While it’s possible for some couples to agree on certain parenting principles, a divorce that ends on a hostile note can contribute to a high-conflict parenting situation. The following covers a few ways to face a difficult co-parenting scenario and how you can handle the situation in a more positive and productive manner.
Set anger and hurt aside
One of the biggest keys to successful co-parenting is putting your own negative feelings about your divorce aside and focusing on what’s best for your child. Although putting your emotions on the back burner may be a challenge, it’s also the most vital step in ensuring your child’s happiness and stability.
Work on communication with your ex
Consistent and purposeful communication is essential to the success of co-parenting. Each time you start a conversation with your co-parent, ask yourself how your dialogue will affect your child. Resolve to make your kid the main priority of every conversation you have.
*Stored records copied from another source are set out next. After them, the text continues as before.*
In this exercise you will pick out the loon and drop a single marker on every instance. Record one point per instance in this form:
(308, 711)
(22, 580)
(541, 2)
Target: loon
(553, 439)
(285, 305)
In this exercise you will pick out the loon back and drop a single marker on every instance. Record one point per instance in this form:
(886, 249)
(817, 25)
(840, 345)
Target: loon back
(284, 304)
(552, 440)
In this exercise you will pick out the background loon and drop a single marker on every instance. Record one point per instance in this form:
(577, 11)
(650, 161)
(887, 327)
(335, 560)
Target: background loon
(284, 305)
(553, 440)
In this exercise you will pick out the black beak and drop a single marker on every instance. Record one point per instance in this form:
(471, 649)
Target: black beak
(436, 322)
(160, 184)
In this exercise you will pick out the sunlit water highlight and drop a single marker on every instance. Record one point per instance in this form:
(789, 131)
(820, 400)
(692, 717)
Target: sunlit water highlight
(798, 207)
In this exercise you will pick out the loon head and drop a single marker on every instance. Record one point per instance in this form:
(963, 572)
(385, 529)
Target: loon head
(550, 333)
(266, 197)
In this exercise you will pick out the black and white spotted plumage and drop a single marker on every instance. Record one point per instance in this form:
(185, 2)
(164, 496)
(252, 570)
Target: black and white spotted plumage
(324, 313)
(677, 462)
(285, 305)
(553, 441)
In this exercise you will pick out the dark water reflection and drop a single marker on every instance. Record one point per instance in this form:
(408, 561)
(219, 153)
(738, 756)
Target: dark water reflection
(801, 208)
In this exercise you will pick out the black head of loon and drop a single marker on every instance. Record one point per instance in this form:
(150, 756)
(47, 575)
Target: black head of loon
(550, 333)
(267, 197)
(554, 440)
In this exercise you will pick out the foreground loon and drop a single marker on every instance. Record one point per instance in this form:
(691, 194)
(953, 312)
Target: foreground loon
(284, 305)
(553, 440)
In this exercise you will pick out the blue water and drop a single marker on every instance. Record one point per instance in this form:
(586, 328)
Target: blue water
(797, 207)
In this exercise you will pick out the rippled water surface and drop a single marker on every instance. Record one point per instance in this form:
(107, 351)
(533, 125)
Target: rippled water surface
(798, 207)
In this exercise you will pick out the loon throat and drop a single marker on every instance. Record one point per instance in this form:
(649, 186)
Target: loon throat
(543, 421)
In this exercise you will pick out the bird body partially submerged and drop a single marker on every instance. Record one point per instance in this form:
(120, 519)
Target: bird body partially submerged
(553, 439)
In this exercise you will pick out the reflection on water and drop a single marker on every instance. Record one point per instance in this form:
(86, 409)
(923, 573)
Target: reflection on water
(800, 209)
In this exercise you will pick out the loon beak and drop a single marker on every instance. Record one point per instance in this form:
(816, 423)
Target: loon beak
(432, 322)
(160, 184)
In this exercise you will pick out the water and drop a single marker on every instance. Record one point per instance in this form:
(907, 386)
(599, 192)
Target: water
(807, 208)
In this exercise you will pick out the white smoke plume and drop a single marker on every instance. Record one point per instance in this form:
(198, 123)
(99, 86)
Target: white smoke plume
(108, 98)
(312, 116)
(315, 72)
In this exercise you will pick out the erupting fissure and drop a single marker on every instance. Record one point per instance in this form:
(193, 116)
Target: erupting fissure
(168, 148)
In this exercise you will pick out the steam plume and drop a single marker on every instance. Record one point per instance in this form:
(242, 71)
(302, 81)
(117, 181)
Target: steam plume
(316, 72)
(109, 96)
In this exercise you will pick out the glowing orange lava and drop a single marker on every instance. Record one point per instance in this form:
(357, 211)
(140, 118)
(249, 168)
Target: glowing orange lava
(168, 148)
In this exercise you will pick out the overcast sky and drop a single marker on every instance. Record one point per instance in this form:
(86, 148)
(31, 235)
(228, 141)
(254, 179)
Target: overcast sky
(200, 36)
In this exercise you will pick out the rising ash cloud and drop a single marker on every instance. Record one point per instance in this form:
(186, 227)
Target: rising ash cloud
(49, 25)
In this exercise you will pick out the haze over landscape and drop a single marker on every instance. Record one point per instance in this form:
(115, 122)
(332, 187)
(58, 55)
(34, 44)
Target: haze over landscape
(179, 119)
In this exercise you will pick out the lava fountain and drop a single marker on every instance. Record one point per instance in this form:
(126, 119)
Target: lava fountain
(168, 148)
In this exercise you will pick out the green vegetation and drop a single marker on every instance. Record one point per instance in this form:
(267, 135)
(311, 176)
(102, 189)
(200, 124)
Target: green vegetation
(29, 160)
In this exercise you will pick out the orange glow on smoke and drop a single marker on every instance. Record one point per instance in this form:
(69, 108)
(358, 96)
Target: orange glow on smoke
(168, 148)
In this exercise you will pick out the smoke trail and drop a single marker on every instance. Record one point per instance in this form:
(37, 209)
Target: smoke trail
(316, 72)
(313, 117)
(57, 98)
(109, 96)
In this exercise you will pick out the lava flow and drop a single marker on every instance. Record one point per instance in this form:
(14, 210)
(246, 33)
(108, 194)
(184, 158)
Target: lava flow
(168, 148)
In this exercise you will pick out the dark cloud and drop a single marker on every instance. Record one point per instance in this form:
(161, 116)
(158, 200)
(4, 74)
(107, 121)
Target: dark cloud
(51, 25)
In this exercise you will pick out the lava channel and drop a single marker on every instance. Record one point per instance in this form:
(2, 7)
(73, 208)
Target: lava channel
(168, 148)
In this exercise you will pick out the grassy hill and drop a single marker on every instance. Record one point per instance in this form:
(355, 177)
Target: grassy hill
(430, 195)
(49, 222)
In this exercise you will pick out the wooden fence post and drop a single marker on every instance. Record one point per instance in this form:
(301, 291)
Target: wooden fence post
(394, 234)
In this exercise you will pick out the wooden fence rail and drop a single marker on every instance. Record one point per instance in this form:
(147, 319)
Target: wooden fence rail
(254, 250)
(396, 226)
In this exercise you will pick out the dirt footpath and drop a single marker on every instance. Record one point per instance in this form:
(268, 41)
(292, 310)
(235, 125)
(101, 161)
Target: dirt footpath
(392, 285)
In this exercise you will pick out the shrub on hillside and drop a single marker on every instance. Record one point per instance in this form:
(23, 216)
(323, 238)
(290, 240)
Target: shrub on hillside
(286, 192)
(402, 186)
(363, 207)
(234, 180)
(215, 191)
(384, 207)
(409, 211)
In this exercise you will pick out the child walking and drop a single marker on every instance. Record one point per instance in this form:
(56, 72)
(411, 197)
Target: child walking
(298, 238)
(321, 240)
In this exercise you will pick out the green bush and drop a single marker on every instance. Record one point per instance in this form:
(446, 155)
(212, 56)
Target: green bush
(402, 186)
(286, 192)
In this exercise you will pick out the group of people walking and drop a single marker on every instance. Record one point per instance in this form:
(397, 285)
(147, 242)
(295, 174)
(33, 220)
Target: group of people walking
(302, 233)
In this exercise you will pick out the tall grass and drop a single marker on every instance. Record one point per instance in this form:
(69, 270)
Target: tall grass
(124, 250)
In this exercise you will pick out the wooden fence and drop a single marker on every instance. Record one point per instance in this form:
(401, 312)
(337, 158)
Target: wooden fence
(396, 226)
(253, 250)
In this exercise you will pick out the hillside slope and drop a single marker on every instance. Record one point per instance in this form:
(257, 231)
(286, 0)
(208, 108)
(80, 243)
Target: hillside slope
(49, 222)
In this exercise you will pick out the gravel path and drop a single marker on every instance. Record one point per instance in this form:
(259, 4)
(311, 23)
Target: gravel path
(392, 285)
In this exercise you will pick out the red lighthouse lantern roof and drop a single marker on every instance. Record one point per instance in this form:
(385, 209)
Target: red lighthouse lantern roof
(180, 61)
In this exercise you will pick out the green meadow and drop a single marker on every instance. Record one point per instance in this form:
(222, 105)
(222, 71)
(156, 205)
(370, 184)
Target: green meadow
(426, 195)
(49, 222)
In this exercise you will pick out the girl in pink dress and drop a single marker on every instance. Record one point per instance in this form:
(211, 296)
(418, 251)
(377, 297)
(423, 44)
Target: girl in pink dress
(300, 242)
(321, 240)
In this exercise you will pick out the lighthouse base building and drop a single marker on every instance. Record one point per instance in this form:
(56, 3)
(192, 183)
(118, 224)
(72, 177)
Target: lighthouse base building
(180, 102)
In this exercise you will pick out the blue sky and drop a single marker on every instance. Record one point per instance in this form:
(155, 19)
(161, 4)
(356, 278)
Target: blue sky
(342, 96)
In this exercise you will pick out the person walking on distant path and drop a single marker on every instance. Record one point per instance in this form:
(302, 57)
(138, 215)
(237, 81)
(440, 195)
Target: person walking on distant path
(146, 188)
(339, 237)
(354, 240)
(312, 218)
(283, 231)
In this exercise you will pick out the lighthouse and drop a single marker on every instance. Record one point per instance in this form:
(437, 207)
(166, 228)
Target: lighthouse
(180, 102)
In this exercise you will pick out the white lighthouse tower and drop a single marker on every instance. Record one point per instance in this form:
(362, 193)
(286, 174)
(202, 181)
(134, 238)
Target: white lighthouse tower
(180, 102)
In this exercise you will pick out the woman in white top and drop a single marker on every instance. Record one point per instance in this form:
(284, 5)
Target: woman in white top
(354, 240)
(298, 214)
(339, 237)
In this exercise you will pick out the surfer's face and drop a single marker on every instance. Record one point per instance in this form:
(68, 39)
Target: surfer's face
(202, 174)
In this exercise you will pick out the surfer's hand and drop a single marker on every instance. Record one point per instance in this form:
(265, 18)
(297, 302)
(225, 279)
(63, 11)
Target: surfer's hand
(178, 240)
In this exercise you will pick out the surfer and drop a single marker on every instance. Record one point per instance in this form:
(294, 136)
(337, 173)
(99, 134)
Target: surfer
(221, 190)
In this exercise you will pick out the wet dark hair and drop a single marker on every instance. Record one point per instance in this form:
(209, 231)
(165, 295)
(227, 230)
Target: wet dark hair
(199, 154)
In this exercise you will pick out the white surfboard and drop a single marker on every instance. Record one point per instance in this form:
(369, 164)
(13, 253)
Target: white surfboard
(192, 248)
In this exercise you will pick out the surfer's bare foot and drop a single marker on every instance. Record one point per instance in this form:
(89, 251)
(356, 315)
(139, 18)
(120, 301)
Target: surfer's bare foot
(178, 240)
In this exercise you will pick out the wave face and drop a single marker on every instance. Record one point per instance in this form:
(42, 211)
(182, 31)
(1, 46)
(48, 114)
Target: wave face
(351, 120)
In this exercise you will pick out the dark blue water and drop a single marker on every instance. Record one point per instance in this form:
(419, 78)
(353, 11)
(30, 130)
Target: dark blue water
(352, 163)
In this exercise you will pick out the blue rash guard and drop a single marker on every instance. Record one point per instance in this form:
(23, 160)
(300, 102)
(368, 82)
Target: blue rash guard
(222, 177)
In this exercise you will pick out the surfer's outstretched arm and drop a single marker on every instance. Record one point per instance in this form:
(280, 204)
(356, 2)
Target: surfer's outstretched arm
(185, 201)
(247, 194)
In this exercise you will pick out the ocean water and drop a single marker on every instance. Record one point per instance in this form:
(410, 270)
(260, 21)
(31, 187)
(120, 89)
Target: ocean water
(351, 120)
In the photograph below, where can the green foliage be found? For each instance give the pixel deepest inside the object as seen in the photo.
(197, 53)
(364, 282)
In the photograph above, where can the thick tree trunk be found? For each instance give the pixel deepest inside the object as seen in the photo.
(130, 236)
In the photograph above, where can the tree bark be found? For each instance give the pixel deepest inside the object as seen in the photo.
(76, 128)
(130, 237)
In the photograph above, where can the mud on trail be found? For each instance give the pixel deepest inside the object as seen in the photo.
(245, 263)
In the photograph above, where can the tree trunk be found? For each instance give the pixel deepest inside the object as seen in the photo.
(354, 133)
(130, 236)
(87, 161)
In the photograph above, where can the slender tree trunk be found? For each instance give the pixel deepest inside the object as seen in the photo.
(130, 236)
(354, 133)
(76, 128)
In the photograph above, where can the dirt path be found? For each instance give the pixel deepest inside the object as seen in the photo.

You can maintain effective communication by:
- Making requests instead of making demands
- Listening to your co-parent, even if you disagree
- Keeping conversations focused on the needs of your child
Never put your child in the middle
When emotions are running high, remind yourself that they’re your feelings — not your child’s. It’s best to keep your thoughts about your ex to yourself and never share them with your child. Saying negative things about an ex to children could make them feel that they have to choose sides.
While divorce is never easy, learning how to co-parent effectively is essential. Take the necessary steps to put your child’s best interests first, and you’ll be well on your way to co-parenting more successfully.